Educators Viewpoints

Student's Individual and Collective Statistical Thinking

In an effort to identify statistical thinking framework, educators from Illinois State University have identified four key statistical processes: describing, organizing, representing, and analyzing and interpreting data. They based their framework on the assumption that primary school students would exhibit four levels of statistical thinking that were described as idiosyncratic, transitional, quantitative and analytic.

Key processes

The first process is to describe data or 'reading the data', which involves extracting information explicitly stated in the data displayed, recognizing graphical conventions, and making connections between context and data. For example, questions such as 'what does the graph tell you?' requires this thinking process.

The second process which is to organize and reduce data requires mental actions such as ordering, grouping, and summarizing data. One example of questions that require this thinking is 'what is the average number of students in the school?'

Representing data incorporates constructing visual displays that require different organizations of data. For instance, students would use this thinking process when asked to compare the number of sold ice cream to the number of sold salad bowl in a school canteen. Students need to figure out which type of graph will best show this comparison.

Students who are able to recognize patterns and trends in the data presented and make inferences and predictions from the data practice the final statistical thinking process, that is analyzing and interpreting data.

Thinking Levels

Based on the respondents answers, the below conclusions are made about how students act at different levels of statistical thinking.

Level 1: Idiosyncratic. At this level, students are limited to idiosyncratic reasoning that was often unrelated to the data presented. They often focus on their own personal data banks that may not be relevant to the given data.

Level 2: Transitional. Level 2 thinkers begin to realize the importance  of quantitative thinking and use numbers to invent measures for center (median/ mean of data) and spread (range of data). Their perspective on data is generally single-minded and there are seldom connections between representations or analyses of the data to its context.

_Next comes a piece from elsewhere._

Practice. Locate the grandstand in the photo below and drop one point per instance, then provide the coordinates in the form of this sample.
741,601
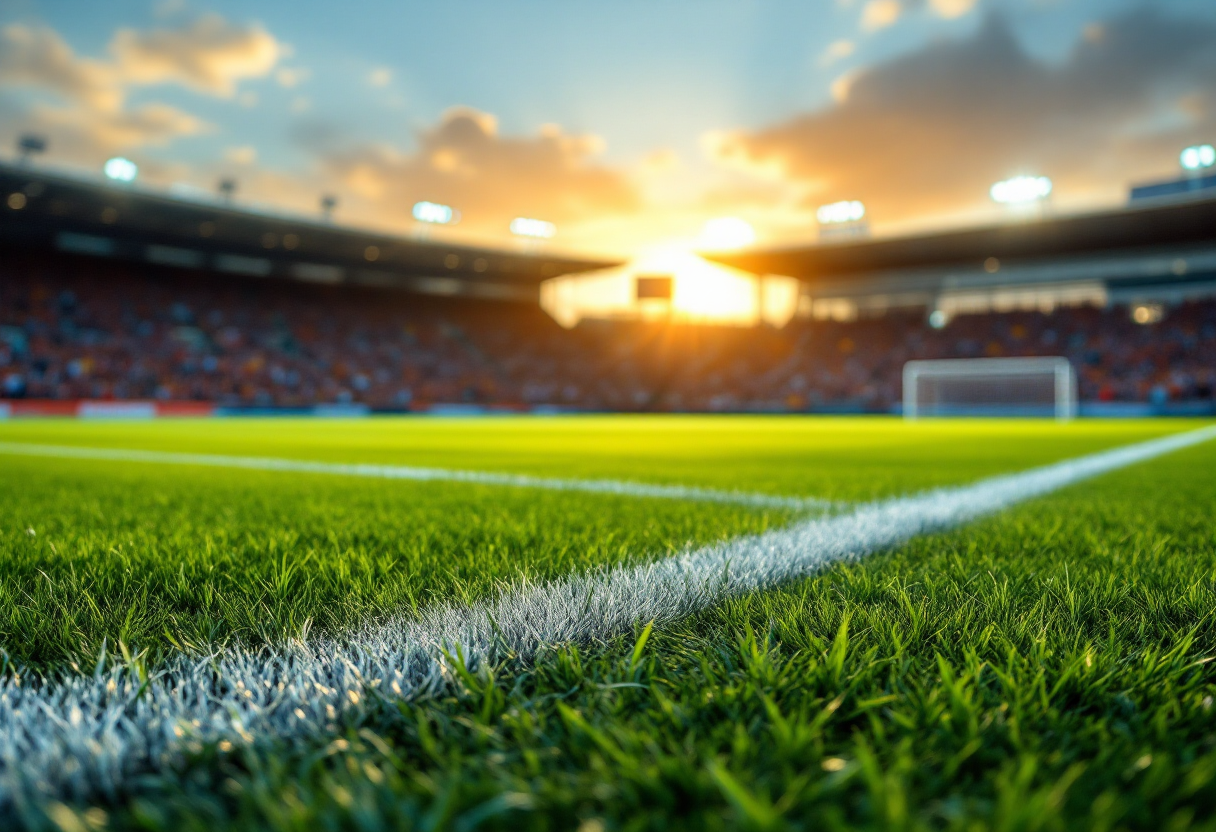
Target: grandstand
111,296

Level 3: Quantitative. Students who are able to think at this level use quantitative reasoning consistently as the basis for statistical judgments and begin to form valid conceptions of center and spread. Students at this level are aware of both the context and the data but connections between the both are seldom made.

Level 4: Analytical. Students who exhibit this thinking use more analytical approaches in exploring data and can make connections between context and the data. They are also able to adopt both a macro and micro view of the data.

These are some examples collected from responses from interviewees that show the different responses at different level of statistical thinking.

Other Educators Viewpoints

Beth Chance& Allan Rossman (Professor of Statistics at Cal Poly and San Luis Obispo) suggested that statistical thinking involves careful design of a study to collect meaningful data to answer a focused research question, detailed analysis of patterns in the data, and drawing conclusions that go beyond the observed data.

Joel B. Greenhouse suggested that good statistical thinking requires a nontrivial understanding of the real-world problem and the population for whom the research question is relevant. It involves judgments such as those about the relevance and representativeness of the data, about whether the underlying model assumptions are valid for the data at hand and about causality and the role of confounding variables as possible alternative explanations for observed results. Finally, an essential component of good statistical thinking is the ability to interpret and communicate the results of a statistical analysis so non-statisticians can understand the findings.

Beth Chance (2002) also suggested statistical thinking is the ability to see the process as a whole (with iteration), including “why,” to understand the relationship and meaning of variation in this process, to have the ability to explore data in ways beyond what has been prescribed in texts, and to generate new questions beyond those asked by the principal investigator.